Torniamo ai Maestri. Tutti ne abbiamo avuto uno o anche più di uno. Che cosa ci hanno passato? Quello che nessuna statistica potrà mai quantificare, nessuna formula matematica potrà mai rendere evidente: l’occhio clinico, l’intuito, la capacità di essere empatici con  nostri malati senza mai essere commiserevoli, e, soprattutto il buon senso, la capacità di sapere quando fermarci, quando al contrario insistere, in entrambi i casi usando la nostra scienza e coscienza senza seguire supinamente le linee guida, le consensus conference, i p<0,001,….
I Maestri poi, possono insegnare a noi anche attraverso i loro allievi e per questo sono “patrimonio”  comune. Ricordo un episodio, ero un giovane chirurgo e come tale affascinato anche dalla rapidità di esecuzione degli interventi perché il mio Maestro era uno “velocissimo” (anche perché dopo la sala operatoria aveva lo studio! D’altra parte anche il Maestro è un uomo!). Un giorno operavo con un collega di poco più anziano e a un certo punto per interrompere la mia frenesia mi disse:

 Il mio Maestro mi ha insegnato che per operare più in fretta non bisogna muovere le mani più velocemente ma pensare più velocemente!!”

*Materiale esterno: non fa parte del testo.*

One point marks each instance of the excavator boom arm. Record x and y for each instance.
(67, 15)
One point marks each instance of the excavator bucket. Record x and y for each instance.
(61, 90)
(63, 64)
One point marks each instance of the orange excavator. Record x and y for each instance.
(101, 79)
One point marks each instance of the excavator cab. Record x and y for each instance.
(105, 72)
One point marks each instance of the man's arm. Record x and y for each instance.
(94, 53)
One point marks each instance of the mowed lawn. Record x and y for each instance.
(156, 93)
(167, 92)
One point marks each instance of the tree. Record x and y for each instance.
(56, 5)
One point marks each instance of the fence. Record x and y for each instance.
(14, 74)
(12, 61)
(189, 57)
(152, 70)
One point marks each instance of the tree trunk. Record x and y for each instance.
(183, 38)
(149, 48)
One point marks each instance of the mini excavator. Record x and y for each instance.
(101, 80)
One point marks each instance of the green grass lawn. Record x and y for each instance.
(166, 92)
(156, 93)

Fu una illuminazione. Non so se sia mai stato un buon chirurgo ma certamente da quel giorno sono stato un medico migliore, riscoprendo l’importanza (e la sacralità) del pensiero rispetto alla mera manualità.

3) Terza  ultima considerazione. Anche questa viene dalla lettura del testo antico e anche questa parte è stata emendata in quello “moderno”

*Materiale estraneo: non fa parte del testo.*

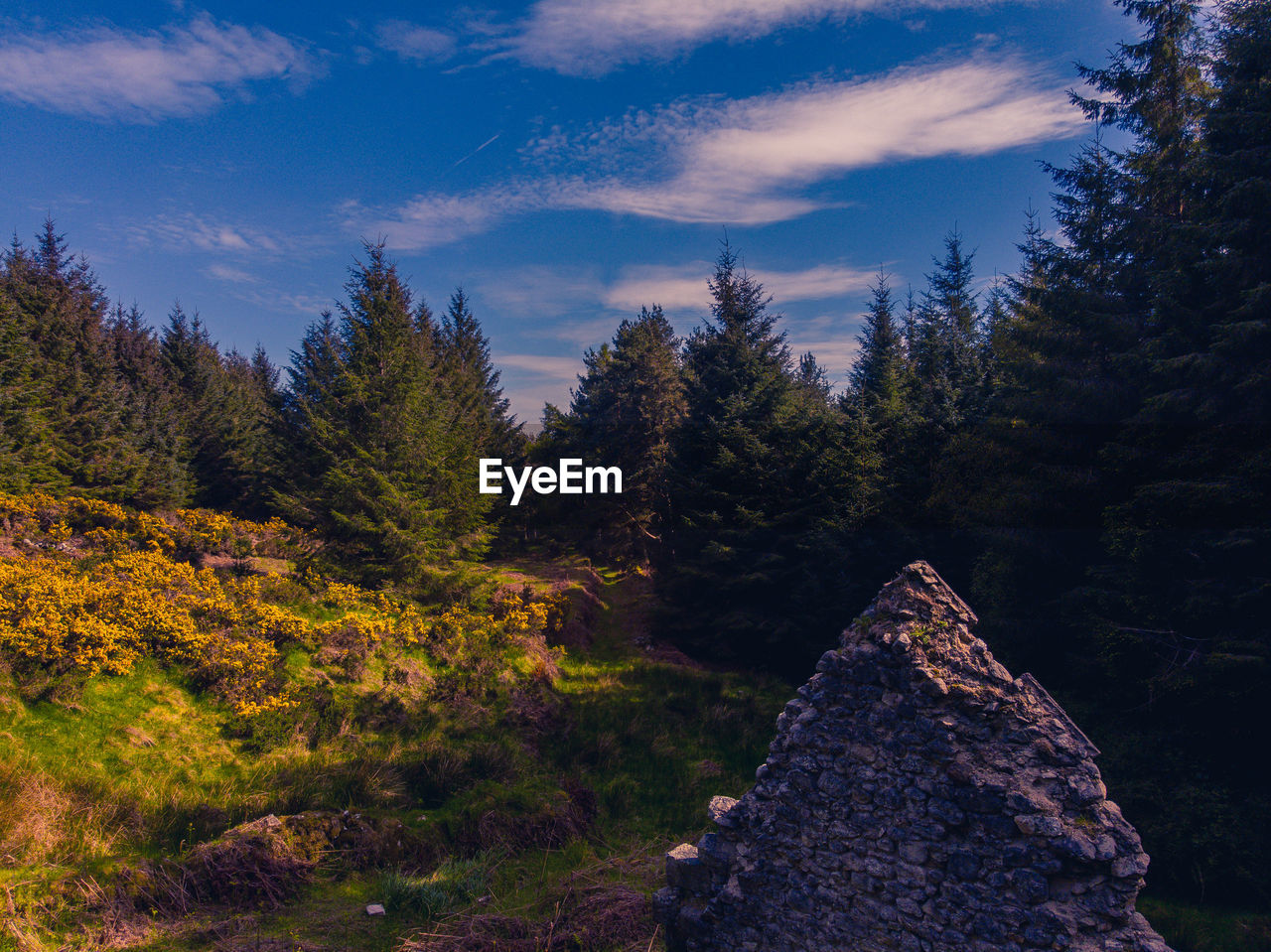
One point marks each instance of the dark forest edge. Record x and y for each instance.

“Metterò a parte dei precetti e degli insegnamenti orali e di tutto ciò che ho appreso i miei figli e i figli del mio maestro, se lo chiederanno,  e i discepoli che avranno sottoscritto il patto e prestato il giuramento medico e nessun altro”

Non c’è osteopatia o medicina alternativa, olistica, ayurvedica che regga il confronto con la Medicina Ippocratica. Noi giuriamo loro no e il nostro giuramento ci vincola a non condividere con altri se non con coloro ai quali siamo legati da vincoli di sangue e dallo stesso giuramento. Vuol dire che siamo una casta? Forse, e allora che male c’è a proteggere la nostra “sacralità”, sacralità, si badi bene che non è un privilegio ma un servizio. La massima ippocratica sulla medicina infatti si conclude  con:

Il Medico è servo dell’Arte

Buon servizio cari colleghi e che nostro Padre vegli su di noi e sulle nostre statistiche!

GIURAMENTO  di IPPOCRATE

Giuro per Apollo medico e per Asclepio e per Igea e per Panacea e per tutti gli Dei e le Dee, chiamandoli a testimoni, che adempirò secondo le mie forze e il mio giudizio questo giuramento e questo patto scritto.

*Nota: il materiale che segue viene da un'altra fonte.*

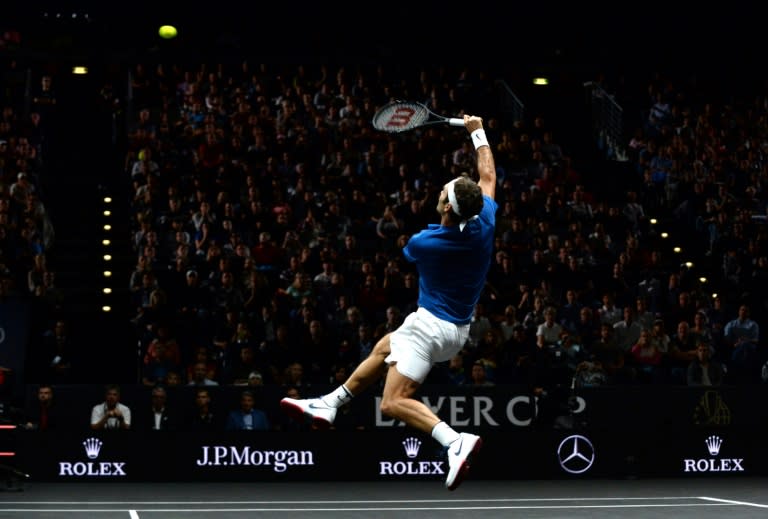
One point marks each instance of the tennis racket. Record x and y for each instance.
(400, 116)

Terrò chi mi ha insegnato quest’ arte in conto di genitore e dividerò con Lui i miei beni, e se avrà bisogno lo metterò a parte dei miei averi in cambio del debito contratto con Lui, e considerò i suoi figli come fratelli, e insegnerò loro quest’arte se vorranno apprenderla, senza richiedere compensi né patti scritti.

Trasmetterò i  precetti e gli insegnamenti orali e tutto ciò che ho appreso ai miei figli e ai figli del mio maestro e ai discepoli che avranno sottoscritto il patto e prestato il giuramento medico e nessun altro.

Sceglierò la terapia dietetica  per il bene dei malati secondo le mie forze e il mio giudizio, e mi asterrò dal recar danno e offesa.

Non somministrerò a nessuno, neppure se richiesto, alcun farmaco mortale, né darò tale consiglio.

Conserverò pia e pura la mia vita e la mia arte. Non opererò neppure chi soffre di mal della pietra, ma cederò il posto a chi è esperto di questa pratica.

In tutte le case che visiterò entrerò per il bene dei malati, astenendomi ad ogni offesa e da ogni danno volontario, e soprattutto da atti sessuali sul corpo delle donne e degli uomini, sia liberi sia schiavi.

Tutto ciò ch’io vedrò e ascolterò nell’esercizio della mia professione, o anche al di fuori della professione nei miei contatti con gli uomini, e che non dev’essere riferito ad altri, lo tacerò considerandola cosa segreta.

Se adempirò a questo giuramento e non lo tradirò, possa io godere dei frutti della vita e dell’ arte, stimato in perpetuo da tutti gli uomini.

Se lo trasgredirò e spergiurerò, possa toccarmi tutto il contrario.